Graceling is a first novel by Kristin Cashore. It's really good, and I enjoyed it thoroughly. You should borrow or buy it and read it, and loan it (or buy other copies and give it) to people you know.
The setup of the story is replete with the apparatus of stock fantasy: kings and princes and somewhat mystical powers -- i.e. the tropes and elements that in the hands of someone with less imagination and nerve would be dreadful, but works well when wielded with the right balance and wit. (It works very well here indeed.)
The main character, Katsa, is a young woman (just about 18), neice of King Randa of Middluns, who has a Grace. In this world, Graces are semi-sort-of-magical powers, that manifest themselves in two ways: (1) a very specific skill/talent/power; and (2) eyes of different colors (Katsa has one blue eye and one green eye). Some Graces are benign and in high demand (cooking skills or healing skills); some are less benign but also in demand (fighting skills); others are simply not very useful and are thus not prized -- but these Gracelings are usually mistrusted and mistreated if they have been found wanting by the Kings and Princes of the land).
Katsa's Grace revealed itself when she was eight years old and she reacted instinctively to a leering courtier who tried to grope her -- reacted with lethal violence. From then on, she was trained to be the King's special killer.
Much of the rest of the book concerns Katsa's growing desire to no longer be the King's pet killer, and to change the circumstances under which Kings can do such things. Much of the books' plot is set in motion by the arrival at court of Prince Po from the island kingdom of Lienid, who is also Graced with amazing fighting skills. Katsa dislikes him on sight, which leads in the direction you'd probably expect -- but usually along a non-obvious path.
One of the things I like most about the book is that while the elements going into the story are fairly standard, they're put together in ways that are often quite unexpected. And during the slow reveal of the Main Villain (and I like that there are multiple unrelated villains), the main characters aren't stupid. About three pages after I figured out what the Main Villain is doing and how he's doing it, and just before I started thinking, "Augh! The main characters are dumb! How can they not see it?", they figured it out. Hallelujah! Non-stupid characters, not artificially jerked around to not see something that has become obvious to the reader! And then even though they've figured it out, it doesn't help much. Hooray for turning the screw another turn!
(Okay, I'm going to try to avoid saying anything more about the plot. Really.)

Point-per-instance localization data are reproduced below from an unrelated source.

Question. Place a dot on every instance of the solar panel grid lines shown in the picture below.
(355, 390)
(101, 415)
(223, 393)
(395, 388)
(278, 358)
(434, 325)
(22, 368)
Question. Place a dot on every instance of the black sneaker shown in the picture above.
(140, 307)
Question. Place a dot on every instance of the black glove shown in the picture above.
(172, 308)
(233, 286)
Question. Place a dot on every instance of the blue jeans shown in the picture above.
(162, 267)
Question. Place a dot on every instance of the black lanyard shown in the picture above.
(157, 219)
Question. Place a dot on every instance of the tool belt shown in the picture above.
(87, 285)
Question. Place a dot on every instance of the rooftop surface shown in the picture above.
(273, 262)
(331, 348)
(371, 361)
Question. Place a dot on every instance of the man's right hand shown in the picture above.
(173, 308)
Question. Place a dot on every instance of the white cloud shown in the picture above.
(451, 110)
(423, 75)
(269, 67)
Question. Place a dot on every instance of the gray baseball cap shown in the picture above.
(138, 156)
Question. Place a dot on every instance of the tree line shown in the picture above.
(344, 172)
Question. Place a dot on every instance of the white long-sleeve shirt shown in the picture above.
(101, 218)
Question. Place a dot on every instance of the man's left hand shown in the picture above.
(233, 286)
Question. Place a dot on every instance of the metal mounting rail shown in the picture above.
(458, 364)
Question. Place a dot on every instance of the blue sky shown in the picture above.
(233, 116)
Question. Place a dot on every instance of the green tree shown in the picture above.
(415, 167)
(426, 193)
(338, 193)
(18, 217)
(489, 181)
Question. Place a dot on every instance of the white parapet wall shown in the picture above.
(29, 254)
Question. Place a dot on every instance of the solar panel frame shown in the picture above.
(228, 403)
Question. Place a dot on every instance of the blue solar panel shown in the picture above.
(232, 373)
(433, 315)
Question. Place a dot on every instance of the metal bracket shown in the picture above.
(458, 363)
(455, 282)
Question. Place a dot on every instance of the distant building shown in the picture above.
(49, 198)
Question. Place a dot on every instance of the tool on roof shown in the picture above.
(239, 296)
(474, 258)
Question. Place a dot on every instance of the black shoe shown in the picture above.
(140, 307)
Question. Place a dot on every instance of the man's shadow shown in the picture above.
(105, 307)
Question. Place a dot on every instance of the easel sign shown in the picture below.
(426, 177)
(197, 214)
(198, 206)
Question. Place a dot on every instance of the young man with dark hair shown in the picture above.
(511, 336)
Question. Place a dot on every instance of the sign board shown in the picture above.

There seem to be (broadly) two approaches to background detail. In one, the author fills in lots of details about everything, and that can help ground the reader to feel like the world in the book is complete and fine-grained, but can potentially overwhelm the reader with irrelevancies. In the other approach, things are sketched in quick strokes and details are given only as necessary and/or pertinent to the story, which can streamline a plot-heavy story but can also end up leaving the reader feeling like they're missing the grit of a real world. (My problem -- and I know that this is my problem -- is that my reading brain is too lazy, or in a hurry, to make up details to put in the background, so without a certain level of details, I end up picturing things being very smooth and under-featured -- almost cartoony.) An example of this split (or spectrum) in approaches is how walk-on characters are handled: in some stories we learn names for many or all walk-on characters (even horses and other animals), while in other stories, no one gets named unless they're important to the plot. Cashore's work falls into the second category. (David Foster Wallace would probably be an archetype of the first.) Purely as a matter of taste, I generally like to have more details rather than fewer, but in a 471-page book (aimed at young-adult readers both artistically and as a matter of marketing), it does make sense to me to trim that back. (And of course, just because I would like more details puts no onus on Ms. Cashore to do anything to change her artistic choices.)
In summary: I really enjoyed this book and am looking forward to re-reading it (probably fairly soon -- but perhaps I should wait until either just before -- or maybe just after? -- the prequel, Fire, comes out in October). Is it perfect? Nope. (Nothing is.) But it's a cracking good first novel and I highly recommend it.
 Every time I read "Katsa and Po" my silly brain does have a tendency to recite bits from The Mikado. Fortunately, this didn't affect my actual reading of the book.